Gossetts argues that the mistake is inconsequential which, in its estimation, would render the matter irrelevant. Yet, the authority we cited above did not incorporate into the mistake equation an element of severity or harm attributable to the mistake. And, to the extent that some de minimus mistake would fall outside the doctrine's scope, the umpire at bar agreed, while being deposed, that his estimate "on the roof" could not be recalculated since the award did not evince how the "sausage" was made. That umpire did not testify, nor did the record contain evidence, that the effect of the mistake was miniscule. Indeed, pictures of the area in question after being repaired by the actual owner dispel the notion that the mistake had little to no consequence on the final award. The sum attributable to repairing the unowned portion may be small in relationship to the cost of repairing the rest of the roof, but certainly one could not reasonably attribute the cost to be non-existent or de minimis given the evidence of record.

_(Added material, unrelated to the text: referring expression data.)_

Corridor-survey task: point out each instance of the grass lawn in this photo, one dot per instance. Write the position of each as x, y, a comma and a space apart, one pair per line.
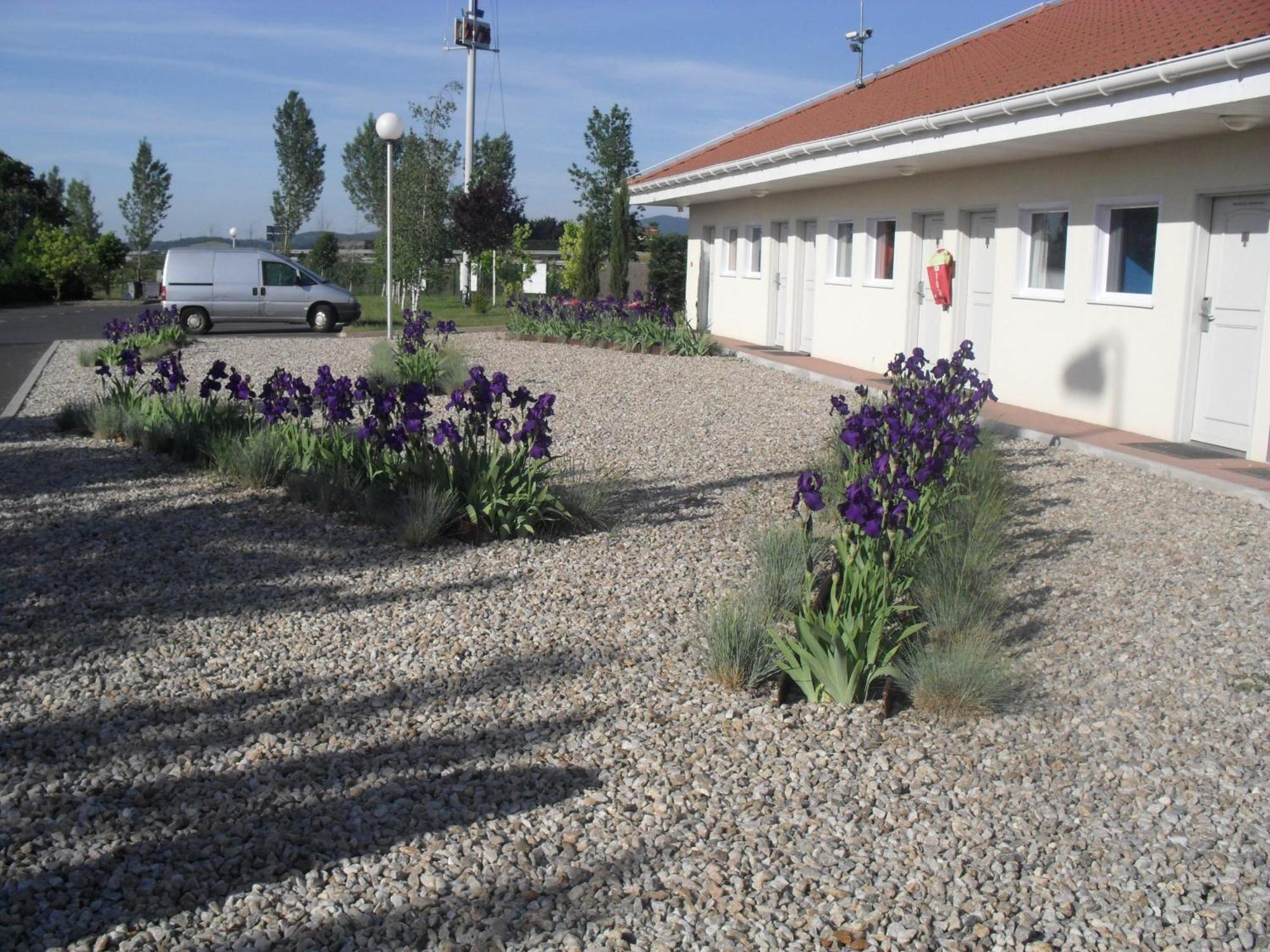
445, 308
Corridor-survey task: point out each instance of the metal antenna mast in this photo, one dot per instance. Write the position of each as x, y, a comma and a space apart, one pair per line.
857, 39
472, 34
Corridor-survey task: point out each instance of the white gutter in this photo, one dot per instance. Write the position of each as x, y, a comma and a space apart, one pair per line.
1234, 58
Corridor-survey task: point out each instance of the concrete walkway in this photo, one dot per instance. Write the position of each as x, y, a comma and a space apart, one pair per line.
1230, 475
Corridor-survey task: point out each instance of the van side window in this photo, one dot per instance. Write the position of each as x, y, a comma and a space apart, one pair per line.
279, 275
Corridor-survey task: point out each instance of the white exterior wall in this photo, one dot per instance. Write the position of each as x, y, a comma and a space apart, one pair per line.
1047, 356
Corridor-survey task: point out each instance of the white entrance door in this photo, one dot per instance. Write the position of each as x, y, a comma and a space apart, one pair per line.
807, 285
705, 276
981, 265
782, 246
930, 315
1233, 317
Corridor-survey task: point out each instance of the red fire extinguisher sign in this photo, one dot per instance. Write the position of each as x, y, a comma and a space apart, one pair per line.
939, 276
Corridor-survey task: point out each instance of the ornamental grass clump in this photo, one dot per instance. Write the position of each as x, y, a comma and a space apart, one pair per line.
897, 456
639, 324
965, 676
153, 334
740, 652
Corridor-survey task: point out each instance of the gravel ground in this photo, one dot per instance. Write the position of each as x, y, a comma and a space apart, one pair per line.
231, 723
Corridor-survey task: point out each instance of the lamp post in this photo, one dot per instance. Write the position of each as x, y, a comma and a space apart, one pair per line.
389, 129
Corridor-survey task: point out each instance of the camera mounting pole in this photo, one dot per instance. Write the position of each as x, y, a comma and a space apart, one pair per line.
857, 40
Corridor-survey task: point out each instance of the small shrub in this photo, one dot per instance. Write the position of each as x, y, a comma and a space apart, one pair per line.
962, 676
958, 577
783, 559
840, 653
594, 499
425, 513
257, 460
109, 421
335, 489
383, 367
740, 652
74, 417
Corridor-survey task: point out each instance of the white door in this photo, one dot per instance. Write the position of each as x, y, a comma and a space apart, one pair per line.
930, 315
705, 276
1233, 315
807, 285
981, 267
780, 244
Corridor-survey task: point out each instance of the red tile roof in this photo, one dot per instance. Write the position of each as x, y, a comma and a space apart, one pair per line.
1059, 44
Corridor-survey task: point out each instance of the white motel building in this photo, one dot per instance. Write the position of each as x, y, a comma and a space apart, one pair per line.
1100, 172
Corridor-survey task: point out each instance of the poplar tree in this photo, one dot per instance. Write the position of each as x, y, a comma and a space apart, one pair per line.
147, 204
620, 244
300, 167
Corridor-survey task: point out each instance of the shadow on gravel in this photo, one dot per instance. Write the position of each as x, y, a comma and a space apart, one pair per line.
172, 846
658, 502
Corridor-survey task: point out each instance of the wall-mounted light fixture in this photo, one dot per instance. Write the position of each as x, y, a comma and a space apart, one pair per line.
1239, 124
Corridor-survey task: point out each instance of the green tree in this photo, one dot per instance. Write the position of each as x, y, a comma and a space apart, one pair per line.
590, 255
82, 216
612, 161
485, 216
25, 197
495, 161
147, 204
421, 215
109, 256
59, 256
300, 167
571, 256
622, 243
57, 185
366, 171
324, 255
667, 268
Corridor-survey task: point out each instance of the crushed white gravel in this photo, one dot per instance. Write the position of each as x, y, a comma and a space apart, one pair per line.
228, 722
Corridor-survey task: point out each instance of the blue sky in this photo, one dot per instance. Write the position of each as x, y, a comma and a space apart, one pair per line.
81, 83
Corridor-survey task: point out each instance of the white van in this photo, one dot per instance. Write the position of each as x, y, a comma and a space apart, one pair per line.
208, 286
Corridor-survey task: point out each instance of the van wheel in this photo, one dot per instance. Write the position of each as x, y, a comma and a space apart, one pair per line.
323, 319
195, 321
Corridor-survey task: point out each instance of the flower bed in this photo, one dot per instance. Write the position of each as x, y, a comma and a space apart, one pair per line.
153, 334
904, 588
474, 463
633, 326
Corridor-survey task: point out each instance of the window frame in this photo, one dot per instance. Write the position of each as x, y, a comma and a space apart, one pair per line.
831, 271
872, 224
747, 260
1103, 209
725, 270
1023, 290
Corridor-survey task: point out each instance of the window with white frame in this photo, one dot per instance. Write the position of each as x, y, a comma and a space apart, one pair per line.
728, 260
1127, 252
1043, 272
841, 247
754, 251
882, 252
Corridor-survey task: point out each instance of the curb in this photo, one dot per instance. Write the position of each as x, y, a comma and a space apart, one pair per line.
15, 406
1008, 430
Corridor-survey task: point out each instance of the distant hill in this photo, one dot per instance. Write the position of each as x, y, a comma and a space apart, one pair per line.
302, 243
667, 224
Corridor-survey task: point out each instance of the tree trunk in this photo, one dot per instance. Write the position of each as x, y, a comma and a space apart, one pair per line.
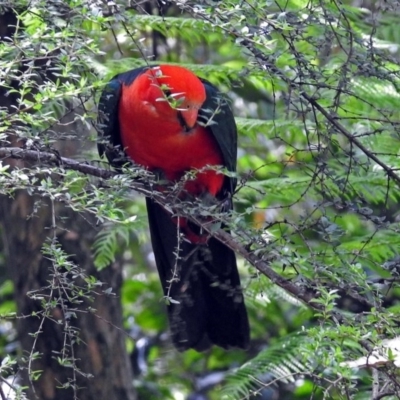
75, 342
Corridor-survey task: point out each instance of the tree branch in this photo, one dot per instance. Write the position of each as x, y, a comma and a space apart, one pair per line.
50, 158
333, 119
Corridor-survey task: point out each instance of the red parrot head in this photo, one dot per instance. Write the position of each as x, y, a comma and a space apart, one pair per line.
174, 93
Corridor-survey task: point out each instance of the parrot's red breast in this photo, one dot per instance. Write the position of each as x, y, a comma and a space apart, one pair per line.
170, 121
162, 133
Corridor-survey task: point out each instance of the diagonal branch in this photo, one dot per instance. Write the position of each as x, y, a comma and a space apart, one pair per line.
54, 159
333, 119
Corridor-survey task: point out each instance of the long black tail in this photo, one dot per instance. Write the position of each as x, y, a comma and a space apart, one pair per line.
207, 305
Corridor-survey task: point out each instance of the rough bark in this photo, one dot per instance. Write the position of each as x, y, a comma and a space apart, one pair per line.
102, 368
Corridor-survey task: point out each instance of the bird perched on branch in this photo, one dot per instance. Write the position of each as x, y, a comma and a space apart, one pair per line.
170, 121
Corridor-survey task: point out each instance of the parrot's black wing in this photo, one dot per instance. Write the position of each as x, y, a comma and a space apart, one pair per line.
216, 114
109, 141
202, 285
207, 305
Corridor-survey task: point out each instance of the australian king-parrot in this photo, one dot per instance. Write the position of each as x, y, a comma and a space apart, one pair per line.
170, 121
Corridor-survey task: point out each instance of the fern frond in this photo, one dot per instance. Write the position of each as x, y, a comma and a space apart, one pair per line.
280, 359
109, 241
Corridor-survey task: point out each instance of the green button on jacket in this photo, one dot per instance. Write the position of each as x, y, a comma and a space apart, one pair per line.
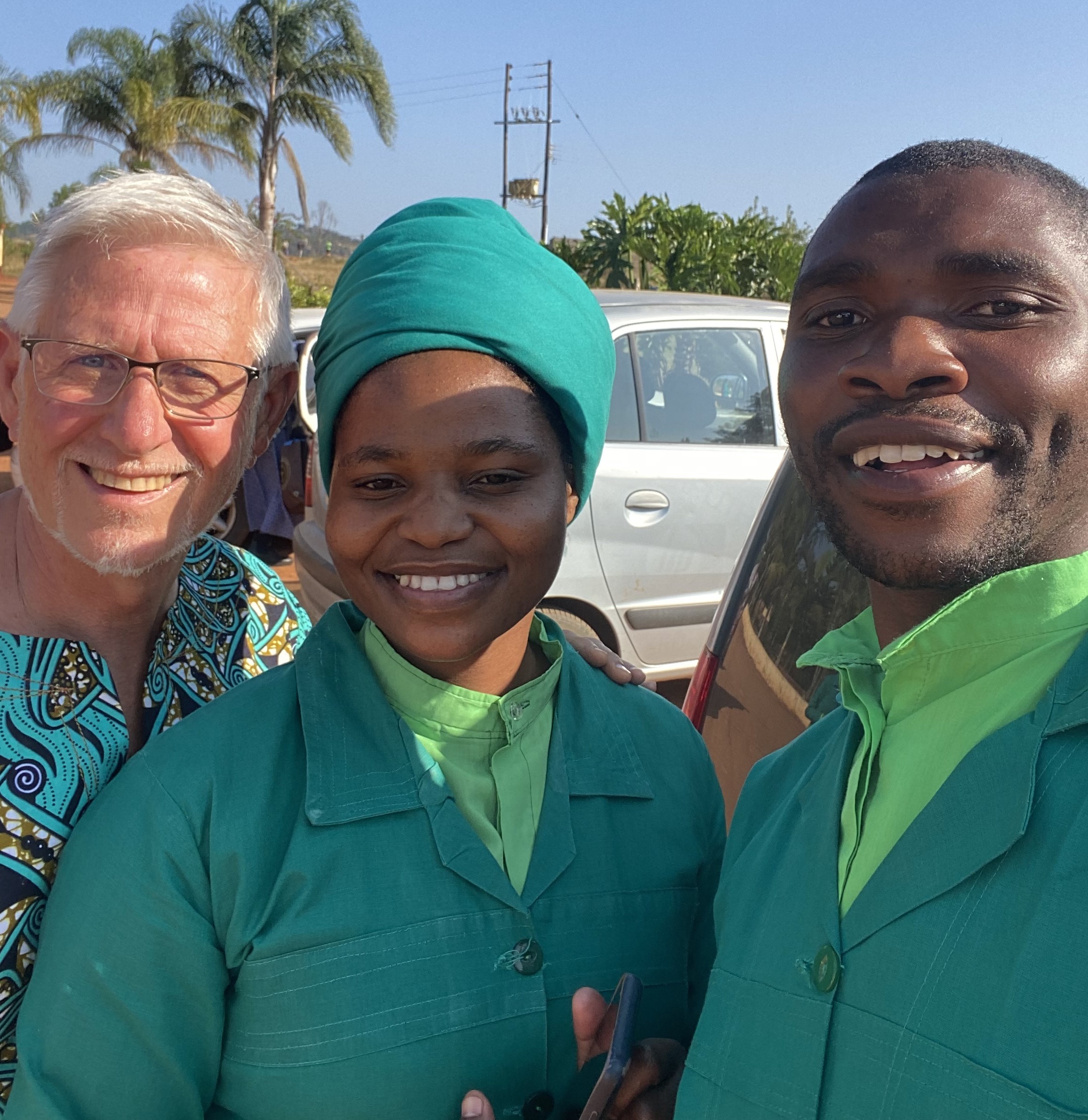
276, 912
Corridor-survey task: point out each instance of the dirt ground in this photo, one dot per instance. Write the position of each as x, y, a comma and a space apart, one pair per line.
7, 290
315, 270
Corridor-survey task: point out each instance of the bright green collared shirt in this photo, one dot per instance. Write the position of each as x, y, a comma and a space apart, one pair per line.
492, 751
930, 696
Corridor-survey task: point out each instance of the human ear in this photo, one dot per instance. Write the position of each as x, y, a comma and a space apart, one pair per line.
572, 503
10, 355
283, 381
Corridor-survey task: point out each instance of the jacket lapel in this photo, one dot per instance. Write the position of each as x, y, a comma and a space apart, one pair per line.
979, 812
357, 765
362, 761
589, 756
822, 800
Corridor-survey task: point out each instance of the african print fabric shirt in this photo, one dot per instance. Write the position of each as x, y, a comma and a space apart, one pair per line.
63, 734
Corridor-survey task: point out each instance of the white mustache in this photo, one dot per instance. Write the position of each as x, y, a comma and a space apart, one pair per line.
134, 467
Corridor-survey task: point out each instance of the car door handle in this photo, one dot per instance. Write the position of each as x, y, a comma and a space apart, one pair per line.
647, 501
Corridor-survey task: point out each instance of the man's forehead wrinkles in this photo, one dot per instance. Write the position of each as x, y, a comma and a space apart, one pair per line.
834, 273
1011, 264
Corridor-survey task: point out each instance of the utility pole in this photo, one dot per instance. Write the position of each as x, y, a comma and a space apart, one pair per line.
528, 191
544, 209
505, 138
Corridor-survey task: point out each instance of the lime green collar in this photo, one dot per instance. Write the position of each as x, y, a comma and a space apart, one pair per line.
450, 710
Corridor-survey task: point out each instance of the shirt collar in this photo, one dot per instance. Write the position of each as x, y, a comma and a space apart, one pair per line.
362, 761
981, 630
451, 712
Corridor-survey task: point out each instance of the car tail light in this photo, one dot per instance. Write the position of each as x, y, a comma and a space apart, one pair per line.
699, 689
309, 499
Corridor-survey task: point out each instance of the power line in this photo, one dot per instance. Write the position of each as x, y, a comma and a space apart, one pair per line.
463, 97
443, 78
459, 86
594, 142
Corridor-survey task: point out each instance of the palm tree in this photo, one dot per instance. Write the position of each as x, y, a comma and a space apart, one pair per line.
16, 106
615, 247
284, 63
130, 98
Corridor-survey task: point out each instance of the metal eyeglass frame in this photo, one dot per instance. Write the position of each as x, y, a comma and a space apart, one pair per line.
252, 372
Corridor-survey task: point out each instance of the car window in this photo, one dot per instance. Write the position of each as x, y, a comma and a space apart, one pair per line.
623, 416
799, 588
705, 387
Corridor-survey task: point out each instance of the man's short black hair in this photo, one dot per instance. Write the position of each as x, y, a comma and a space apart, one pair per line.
934, 156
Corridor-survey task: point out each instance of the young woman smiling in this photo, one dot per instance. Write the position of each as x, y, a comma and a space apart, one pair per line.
374, 879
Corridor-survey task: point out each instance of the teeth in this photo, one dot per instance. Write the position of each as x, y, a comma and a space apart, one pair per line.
438, 583
909, 453
138, 484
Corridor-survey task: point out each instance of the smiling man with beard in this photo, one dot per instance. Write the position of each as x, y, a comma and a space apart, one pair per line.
902, 919
147, 359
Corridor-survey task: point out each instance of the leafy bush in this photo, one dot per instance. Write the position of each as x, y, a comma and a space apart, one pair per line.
653, 244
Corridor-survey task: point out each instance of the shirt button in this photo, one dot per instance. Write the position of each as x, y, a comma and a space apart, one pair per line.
826, 969
538, 1107
530, 957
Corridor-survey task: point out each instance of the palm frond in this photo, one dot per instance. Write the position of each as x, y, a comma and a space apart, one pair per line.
300, 182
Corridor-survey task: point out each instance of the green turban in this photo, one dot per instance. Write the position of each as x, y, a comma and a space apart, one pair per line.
462, 273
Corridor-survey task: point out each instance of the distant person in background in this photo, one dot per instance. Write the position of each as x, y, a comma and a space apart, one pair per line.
380, 877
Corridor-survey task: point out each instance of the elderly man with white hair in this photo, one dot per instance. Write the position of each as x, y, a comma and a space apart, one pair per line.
147, 360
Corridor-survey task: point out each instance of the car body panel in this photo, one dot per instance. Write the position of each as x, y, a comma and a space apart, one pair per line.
790, 587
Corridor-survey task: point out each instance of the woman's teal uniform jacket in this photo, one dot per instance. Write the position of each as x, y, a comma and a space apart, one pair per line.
955, 987
276, 911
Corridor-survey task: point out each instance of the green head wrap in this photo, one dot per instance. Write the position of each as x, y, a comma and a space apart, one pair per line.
462, 273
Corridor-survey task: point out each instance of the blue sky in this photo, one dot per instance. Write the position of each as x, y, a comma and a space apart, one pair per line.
710, 102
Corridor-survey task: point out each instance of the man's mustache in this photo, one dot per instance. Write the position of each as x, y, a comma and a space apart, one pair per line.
1001, 435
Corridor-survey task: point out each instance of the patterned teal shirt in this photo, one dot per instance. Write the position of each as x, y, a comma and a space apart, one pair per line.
63, 734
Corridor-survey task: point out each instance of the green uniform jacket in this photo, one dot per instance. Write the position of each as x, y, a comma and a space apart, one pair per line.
963, 988
276, 911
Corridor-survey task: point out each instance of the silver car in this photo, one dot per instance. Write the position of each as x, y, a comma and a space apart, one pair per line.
694, 441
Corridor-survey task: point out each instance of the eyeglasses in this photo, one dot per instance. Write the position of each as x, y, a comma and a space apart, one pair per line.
194, 389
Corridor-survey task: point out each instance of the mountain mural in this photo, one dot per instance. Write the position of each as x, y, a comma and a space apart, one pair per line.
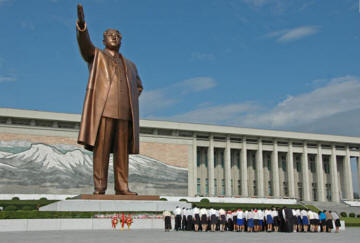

In short, the uncontested summary judgment evidence established, as a matter of law, the existence of mistake. When reviewing decisions regarding cross-motions for summary judgment, we consider the evidence presented by each movant, determine all questions presented, and, if the court erred, render the judgment the trial court should have rendered. Tex. Workforce Comm'n v. Wichita Cty, 548 S.W.3d 489, 492 (Tex. 2018). The judgment the trial court should have entered was one granting United Fire's traditional motion and vacating the appraisal award due to mistake. And, because the judgment actually entered and awarding damages to Gossetts was dependent upon the existence of a viable appraisal award, the judgment must be reversed.
No-Evidence Motion
The foregoing decision would effectively dispose of the appeal. Yet, because United Fire also moved for a no-evidence summary judgment, authority obligates us to consider aspects of it as well. Indeed, that should have been the first matter we considered, according to precedent. See KMS Retail Rowlett, LP v. City of Rowlett, ___ S.W.3d ___, ___, 2019 Tex. LEXIS 463, at *10 (Tex. May 17, 2019) (stating that "when parties move for summary judgment on both traditional and no-evidence grounds, we first consider the no-evidence motion").
The three grounds mentioned in United Fire's no-evidence motion concerned the causes of action founded upon breached contract and the violation of Texas Insurance Code provisions involving misrepresentation. As previously mentioned, the latter claims were severed from the former into a separate suit; they are not part of this appeal. Thus, we address only the argument pertaining to the breached contract claim.
Per the argument, United Fire alleged that Gossetts had no evidence that hail from the May 2013 storm in question damaged the roof. Our review of the summary judgment record uncovered such evidence within the deposition of Owens. He testified that both he and the appraiser for United Fire discovered hail damage. See Ford Motor Co. v. Ridgway, 135 S.W.3d 598, 600 (Tex. 2004) (stating that a question of material fact arises and precludes summary judgment if more than a scintilla of evidence establishing the existence of the challenged element is provided). Consequently, the trial court did not err in denying this ground of the no-evidence motion.
The final judgment is reversed, and the cause is remanded to the trial court for further proceedings.